FRISCO (CBSDFW.COM) - Exide Technologies has hired two companies to collect battery case fragments, and other potentially hazardous waste in Stewart Creek as part of the state-mandated clean-up.

The city of Frisco says for more than 40 years, the potentially hazardous pollutants flowed into the creek from the now closed car battery recycling plant, which for years had exceeded federal air quality standards for lead.

But on May 8, as crews worked in a field near two schools at Legacy Drive and Stonebrook Parkway, they somehow lost a bucket with seven battery case fragments placed inside. Crews from the two companies Exide hired reported placing the bucket in the back of a pick-up truck. But the crews said the tailgate wasn't secured, and that the bucket apparently fell out of the truck while they drove back to the Exide plant.
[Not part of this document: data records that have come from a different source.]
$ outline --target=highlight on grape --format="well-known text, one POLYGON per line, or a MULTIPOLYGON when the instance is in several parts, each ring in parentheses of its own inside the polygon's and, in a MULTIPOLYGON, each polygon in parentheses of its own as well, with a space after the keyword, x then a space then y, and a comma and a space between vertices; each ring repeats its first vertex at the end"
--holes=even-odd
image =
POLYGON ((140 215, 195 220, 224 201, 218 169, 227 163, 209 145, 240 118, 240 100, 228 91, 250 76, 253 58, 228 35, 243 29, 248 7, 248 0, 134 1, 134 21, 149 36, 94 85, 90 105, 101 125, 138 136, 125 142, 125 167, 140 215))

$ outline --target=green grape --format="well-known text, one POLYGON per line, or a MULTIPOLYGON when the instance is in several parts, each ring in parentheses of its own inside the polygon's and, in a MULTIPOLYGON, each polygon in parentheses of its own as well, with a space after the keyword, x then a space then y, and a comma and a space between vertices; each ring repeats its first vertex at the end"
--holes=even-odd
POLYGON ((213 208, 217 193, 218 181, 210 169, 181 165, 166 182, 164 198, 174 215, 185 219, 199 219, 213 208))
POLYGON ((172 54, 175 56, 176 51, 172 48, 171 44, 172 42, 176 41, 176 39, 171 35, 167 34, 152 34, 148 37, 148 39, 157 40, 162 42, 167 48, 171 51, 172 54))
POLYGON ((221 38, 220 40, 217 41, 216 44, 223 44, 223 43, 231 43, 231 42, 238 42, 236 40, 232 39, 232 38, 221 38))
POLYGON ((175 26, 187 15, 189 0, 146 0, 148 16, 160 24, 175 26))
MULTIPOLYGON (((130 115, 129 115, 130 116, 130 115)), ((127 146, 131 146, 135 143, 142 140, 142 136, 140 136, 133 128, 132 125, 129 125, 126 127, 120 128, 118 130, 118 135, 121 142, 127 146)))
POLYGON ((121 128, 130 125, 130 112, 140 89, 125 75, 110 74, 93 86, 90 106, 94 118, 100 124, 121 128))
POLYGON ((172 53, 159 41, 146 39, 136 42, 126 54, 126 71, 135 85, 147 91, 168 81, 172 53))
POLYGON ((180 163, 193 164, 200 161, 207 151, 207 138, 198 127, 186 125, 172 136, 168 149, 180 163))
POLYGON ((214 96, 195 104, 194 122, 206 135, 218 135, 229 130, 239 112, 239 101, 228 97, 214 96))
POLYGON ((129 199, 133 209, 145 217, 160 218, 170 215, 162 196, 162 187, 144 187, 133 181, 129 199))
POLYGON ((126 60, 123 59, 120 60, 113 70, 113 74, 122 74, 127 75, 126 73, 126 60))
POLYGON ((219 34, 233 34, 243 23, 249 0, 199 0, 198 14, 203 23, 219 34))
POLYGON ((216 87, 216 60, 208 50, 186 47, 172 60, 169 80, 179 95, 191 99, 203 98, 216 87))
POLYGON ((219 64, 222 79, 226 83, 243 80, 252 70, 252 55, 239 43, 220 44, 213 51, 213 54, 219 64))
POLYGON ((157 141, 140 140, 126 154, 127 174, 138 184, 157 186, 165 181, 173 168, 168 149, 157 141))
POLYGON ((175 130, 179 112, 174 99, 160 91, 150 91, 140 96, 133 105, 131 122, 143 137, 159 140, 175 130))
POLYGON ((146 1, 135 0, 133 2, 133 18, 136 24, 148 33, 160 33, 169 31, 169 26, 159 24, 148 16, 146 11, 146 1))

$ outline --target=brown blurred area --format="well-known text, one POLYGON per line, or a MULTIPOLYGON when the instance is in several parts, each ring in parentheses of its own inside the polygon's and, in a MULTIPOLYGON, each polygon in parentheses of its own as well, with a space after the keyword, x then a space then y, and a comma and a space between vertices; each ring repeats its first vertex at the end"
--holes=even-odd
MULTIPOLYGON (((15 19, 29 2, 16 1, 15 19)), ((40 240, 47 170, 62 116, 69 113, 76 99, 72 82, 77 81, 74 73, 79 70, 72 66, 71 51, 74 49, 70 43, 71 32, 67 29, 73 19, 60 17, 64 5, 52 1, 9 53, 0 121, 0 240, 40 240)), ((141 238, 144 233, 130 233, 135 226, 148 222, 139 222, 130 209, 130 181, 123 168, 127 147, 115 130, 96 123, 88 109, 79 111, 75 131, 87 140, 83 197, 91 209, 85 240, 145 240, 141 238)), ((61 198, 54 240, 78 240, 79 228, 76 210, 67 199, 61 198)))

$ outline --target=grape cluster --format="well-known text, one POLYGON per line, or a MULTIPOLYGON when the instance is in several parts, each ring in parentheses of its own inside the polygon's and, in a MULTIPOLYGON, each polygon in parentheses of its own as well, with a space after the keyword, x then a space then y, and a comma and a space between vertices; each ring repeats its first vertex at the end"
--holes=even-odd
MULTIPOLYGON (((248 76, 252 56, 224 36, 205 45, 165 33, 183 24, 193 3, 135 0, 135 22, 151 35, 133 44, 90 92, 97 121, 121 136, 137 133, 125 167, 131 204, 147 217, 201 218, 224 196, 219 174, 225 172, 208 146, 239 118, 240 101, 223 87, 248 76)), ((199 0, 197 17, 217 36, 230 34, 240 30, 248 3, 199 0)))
City officials said they are worried someone took the bucket without realizing it could have hazardous material in it.

Meghan Green is a Frisco homeowner who pushed for Exide's plant to shut down.  "When I first heard the news, I thought, is this a joke? How irresponsible -- this is outrageous."

After crews couldn't find the bucket, they told the city they came right back out to the field to look for it, but "had no luck."

They also checked the parking lot of Beaver's Bend Park, across from one of the schools, where they had stopped along the way, and still didn't find it. An Exide spokesman said the fragments are each the size of a quarter, and that any lead remaining on the battery cases would have washed off either in the creek or the rain.

The spokesman also said the city tested similar fragments last year and found they weren't hazardous. Frisco doesn't have any regulatory power.
Mack Borchardt of the city of Frisco said he's surprised, since they were assured going into this process by Exide that there wouldn't be any problems with the system in place.

"Obviously, that didn't turn out to be the case," said Borchardt.

The Texas Commission for Environmental Quality, which does have regulatory power and is overseeing the clean-up, was present the day the bucket was misplaced.

In a letter to the TCEQ, the city called for a formal transportation protocol and as a result, new procedures are in place to prevent this from happening again.
A spokesman with the Texas Commission of Environmental Quality says it's worked with all concerned parties, and that the new protocols should ensure safety.